FACES OF DOCUMENTARY: TRUE/FALSE 2008

A few flickers of the long Leap Day weekend that was True/False 2008: in its fifth edition, the Columbia, Missouri-set nonfiction festival began with the traditional grand march through town, led by “punk marching band” Mucca Paaza. Images of swamis and Diane Arbus pictures danced in the streets.

Gregory O’Toole and Rivkah Beth Medow show their jaw-dropping doc Sons of a Gun as a work-in-progress.
Alex Gibney was fresh off his Oscar win for Taxi To The Dark Side.
True/False is great at ferreting out films too good to be overlooked; one of them was the premise-violating whirlwind, Forbidden Lie$, by blunt Aussie director Anna Broinowski, seen at a panel.

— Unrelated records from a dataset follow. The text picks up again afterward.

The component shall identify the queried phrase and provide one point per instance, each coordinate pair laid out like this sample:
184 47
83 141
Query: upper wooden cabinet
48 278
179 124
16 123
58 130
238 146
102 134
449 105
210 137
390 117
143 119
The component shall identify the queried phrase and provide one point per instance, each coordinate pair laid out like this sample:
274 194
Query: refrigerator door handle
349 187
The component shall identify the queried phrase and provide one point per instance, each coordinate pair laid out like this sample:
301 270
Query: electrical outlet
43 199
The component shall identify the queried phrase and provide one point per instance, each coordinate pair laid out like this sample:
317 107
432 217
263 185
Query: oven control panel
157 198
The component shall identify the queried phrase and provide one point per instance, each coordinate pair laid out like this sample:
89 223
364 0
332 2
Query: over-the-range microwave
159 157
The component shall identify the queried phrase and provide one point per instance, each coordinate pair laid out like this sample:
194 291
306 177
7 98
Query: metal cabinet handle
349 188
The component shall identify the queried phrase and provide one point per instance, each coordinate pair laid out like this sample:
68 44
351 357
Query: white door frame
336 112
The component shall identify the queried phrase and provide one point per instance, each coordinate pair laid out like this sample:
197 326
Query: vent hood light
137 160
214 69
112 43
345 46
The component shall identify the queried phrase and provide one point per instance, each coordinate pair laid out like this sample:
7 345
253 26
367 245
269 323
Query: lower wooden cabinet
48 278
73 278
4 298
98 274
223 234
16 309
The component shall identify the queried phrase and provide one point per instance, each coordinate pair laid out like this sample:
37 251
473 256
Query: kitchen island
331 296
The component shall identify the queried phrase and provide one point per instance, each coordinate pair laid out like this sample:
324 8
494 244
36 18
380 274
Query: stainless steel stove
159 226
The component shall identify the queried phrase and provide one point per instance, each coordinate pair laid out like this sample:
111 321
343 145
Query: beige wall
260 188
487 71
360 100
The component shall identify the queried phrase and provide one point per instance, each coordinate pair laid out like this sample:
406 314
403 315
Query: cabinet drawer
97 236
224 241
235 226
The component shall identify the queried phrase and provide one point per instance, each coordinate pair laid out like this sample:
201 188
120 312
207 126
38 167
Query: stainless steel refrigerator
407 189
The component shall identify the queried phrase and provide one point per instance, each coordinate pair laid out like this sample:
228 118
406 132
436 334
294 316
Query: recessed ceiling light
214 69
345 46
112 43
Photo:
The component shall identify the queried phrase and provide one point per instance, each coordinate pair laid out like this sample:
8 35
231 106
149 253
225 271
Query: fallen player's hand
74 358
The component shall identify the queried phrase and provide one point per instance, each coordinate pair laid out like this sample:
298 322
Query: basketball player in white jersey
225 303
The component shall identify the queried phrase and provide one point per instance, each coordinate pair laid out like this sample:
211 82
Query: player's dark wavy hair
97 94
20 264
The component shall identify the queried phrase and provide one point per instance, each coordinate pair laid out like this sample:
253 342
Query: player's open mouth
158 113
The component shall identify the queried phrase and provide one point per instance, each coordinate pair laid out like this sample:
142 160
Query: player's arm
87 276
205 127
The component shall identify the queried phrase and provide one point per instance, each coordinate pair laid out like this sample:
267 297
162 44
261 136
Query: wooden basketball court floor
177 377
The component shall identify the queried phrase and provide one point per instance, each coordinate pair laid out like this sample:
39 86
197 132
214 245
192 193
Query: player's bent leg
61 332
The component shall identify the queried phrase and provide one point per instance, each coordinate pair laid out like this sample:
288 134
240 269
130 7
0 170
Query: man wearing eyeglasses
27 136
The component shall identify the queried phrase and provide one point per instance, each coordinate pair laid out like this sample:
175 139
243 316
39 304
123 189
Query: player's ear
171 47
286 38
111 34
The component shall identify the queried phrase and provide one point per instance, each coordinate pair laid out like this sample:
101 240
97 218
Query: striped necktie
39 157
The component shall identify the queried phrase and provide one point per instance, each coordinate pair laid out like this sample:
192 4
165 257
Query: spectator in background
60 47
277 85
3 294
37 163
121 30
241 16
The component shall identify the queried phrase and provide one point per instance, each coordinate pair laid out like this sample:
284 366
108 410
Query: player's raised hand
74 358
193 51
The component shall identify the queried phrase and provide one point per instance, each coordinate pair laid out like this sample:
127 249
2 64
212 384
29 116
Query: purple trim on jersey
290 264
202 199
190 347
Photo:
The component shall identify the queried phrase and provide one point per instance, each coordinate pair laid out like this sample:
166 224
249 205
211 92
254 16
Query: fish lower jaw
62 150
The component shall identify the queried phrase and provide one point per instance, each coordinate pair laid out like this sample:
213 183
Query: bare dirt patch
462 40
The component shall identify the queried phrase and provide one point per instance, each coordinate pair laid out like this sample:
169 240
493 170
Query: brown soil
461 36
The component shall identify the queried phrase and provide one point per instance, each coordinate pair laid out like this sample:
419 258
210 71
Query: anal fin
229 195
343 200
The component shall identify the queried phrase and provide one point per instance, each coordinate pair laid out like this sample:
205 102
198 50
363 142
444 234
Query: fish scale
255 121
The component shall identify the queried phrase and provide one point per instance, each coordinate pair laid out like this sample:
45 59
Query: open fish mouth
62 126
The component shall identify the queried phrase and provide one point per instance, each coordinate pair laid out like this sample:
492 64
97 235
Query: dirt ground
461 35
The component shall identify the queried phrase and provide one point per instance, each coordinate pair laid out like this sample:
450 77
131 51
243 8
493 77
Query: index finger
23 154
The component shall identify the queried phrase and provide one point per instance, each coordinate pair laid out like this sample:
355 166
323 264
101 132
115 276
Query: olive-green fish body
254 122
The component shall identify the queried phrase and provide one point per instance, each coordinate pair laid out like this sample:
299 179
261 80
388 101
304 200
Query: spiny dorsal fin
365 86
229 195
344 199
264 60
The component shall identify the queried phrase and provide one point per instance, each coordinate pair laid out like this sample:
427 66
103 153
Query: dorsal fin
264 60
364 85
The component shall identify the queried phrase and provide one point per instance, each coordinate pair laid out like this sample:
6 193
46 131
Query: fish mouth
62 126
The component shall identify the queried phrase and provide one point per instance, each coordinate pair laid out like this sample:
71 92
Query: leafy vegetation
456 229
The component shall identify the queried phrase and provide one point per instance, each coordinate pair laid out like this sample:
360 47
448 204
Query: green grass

The festival calls its advisors-to-filmmakers “swamis”; while donning the golden turban, in memory of Columbia’s own true-false footnote to space-age lounge music Korla Pandit, is optional, Peter Broderick went full swami while taking questions about distribution models.

Ubiquitous festival co-founder David Wilson at the freshly christened Ragtag Cinema…
And Wilson with director James Marsh before closing night’s Man on Wire.
Once more, with feeling, Mucca Pazza.